To answer your general question though, TaskGroups are indeed the way to go for that sort of thing, even if it's not as useful in this case.

sarayourfriend commented 4 days ago

Makes sense, thanks.

I wonder if we are approaching getting a historical record of the runs in a roundabout way (for the specific information we hope to retain and learn from a run history). I know the DAG run history is nice because it just exists automatically and feels implicit, but could the batched update history be recorded elsewhere? If we pushed batched update history to a different location, we wouldn't need to make it so awkward to do manual runs, and it might even be easier to understand the history at a glance (we can give every run a meaningful name, perhaps output interesting information about the number of affected records directly into the history, instead of needing to dig into the logs). It could be a good idea if this history incorporated (or was itself incorporated into) a broader history of transformations to the data model and data set itself.

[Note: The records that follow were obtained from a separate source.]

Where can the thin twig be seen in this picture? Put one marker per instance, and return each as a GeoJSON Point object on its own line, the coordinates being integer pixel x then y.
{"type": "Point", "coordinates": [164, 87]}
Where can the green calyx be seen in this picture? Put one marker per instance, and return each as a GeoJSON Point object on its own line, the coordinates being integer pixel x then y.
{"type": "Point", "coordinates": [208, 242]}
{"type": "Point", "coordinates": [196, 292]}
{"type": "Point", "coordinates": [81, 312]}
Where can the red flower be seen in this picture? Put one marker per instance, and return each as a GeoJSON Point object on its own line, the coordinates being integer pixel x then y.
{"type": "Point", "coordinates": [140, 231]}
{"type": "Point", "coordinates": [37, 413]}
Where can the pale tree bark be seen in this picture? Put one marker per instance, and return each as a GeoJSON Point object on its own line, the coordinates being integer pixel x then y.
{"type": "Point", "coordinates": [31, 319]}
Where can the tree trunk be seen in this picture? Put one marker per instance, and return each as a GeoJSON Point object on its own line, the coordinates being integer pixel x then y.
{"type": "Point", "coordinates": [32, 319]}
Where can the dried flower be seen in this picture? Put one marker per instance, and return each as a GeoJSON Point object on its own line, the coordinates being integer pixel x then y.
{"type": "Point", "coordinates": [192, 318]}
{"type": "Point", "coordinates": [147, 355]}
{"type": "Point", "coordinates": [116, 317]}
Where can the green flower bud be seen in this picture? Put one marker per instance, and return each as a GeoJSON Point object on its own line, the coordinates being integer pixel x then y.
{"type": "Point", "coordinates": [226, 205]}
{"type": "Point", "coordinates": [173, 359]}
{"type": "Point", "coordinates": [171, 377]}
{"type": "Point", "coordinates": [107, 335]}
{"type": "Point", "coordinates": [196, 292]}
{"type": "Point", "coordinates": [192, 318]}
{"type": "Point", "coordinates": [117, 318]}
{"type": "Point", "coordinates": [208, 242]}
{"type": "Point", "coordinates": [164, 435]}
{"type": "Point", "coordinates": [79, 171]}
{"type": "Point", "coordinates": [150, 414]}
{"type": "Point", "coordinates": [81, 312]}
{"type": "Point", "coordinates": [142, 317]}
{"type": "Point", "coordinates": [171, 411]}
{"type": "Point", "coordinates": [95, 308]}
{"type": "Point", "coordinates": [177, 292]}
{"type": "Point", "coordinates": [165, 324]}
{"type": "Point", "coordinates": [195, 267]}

I also wanted to ask about whether concurrency would need special consideration. Is there any at all? The existing batched update DAG allows 10 concurrent runs. Would these need to be split between the automated and manual dags?

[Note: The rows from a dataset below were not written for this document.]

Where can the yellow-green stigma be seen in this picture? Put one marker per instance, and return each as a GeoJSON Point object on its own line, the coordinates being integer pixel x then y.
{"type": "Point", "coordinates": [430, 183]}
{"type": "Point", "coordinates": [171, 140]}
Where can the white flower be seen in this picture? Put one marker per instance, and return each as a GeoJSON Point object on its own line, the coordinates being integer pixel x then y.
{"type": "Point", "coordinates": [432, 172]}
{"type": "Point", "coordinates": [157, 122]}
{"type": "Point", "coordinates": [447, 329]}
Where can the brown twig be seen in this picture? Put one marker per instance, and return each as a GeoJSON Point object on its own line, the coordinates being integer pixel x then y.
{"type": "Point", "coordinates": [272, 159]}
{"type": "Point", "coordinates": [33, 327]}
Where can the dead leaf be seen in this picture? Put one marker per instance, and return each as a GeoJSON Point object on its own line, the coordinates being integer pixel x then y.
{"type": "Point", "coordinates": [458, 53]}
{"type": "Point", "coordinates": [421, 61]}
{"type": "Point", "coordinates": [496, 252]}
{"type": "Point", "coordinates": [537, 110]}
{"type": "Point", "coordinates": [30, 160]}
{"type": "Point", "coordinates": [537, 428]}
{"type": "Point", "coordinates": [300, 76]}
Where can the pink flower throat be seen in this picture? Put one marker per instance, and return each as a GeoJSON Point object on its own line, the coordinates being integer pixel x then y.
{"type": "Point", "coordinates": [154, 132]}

AetherUnbound commented 3 days ago

Your question about an execution log actually came up during the monthly priorities meeting this last month, which is what prompted the creation of this issue:

A number of issues around possible changes to the batched update, including splitting manual & automated runs into separate DAGs, increased reporting for manually run batched updates, a document defining how batched updates should be run, and possibly a document which serves as an “execution log” for batched updates (we might be able to use airflow directly for this, especially if we split the runs out).

Splitting these runs out into two separate DAGs is the easiest way, right now, to separate this information and make it simpler to access going forward. There's a difference between the automated, regular updates to the database (e.g. popularity refresh, maybe dead link ETL down the line) and updates that we perform manually to correct something. Having separation of those not only the way we look back at histories but also in Airflow itself would be useful, hence the creation of separate DAGs. I'm not against also having the manual runs documented somewhere else, too!

The concurrency is a good question too. It's hard to manage concurrency in a simple way because we can't be certain which batched updates might be conflicting unless we force batched updates to operate by provider as well and manage concurrency that way (or similar). Given the regularity of the automated updates, and the irregularity of the manually triggered updates, I think having the same concurrency for each DAG is fine.